Kanal X
- Country: East Germany
- Broadcast area: Leipzig
- Headquarters: Leipzig

Programming
- Language: German

Ownership
- Owner: Ingo Günther

History
- Launched: 17 March 1990; 36 years ago
- Closed: April 1991; 35 years ago

= Kanal X =

Pirate television station

Kanal X (Channel X) was the first independent television station in Eastern Europe, operating out of Leipzig (at the time in East Germany and was owned by Ingo Günther. It was the only pirate television station in the country throughout its existence.

==History==
Pirate television transmissions were recurrent across the Eastern Bloc countries, mainly broadcasting content that never made it to official state-run channels. The station made its first broadcast on 17 March 1990. The first night on air began with work from an East German video artist, followed by a homemade news report about the upcoming elections, ending with a news bulletin from CNN. The station's signal was weak, using an 8-watt transmitter. Following an initial phase, the channel aimed to broadcast at least two hours a day.

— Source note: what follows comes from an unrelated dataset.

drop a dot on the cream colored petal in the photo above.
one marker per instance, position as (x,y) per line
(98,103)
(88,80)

During its second night on air, however, Kanal X shut down due to lacking a license to operate. In its first four months, the channel was on air for no less than four nights. Its third night on air was in May, while the station's story was carried by two West German networks and the East German program Elf 99.

The station continued operating until at least April 1991, after reunification. The legal loopholes for Kanal X eventually disappeared, but attempts to revive it as an official station failed.

==Legacy==
Kanal X was featured in a 2024 film about local television in Leipzig before and after German reunification, which was projected at the Leipzig Museum on 7 November 2024.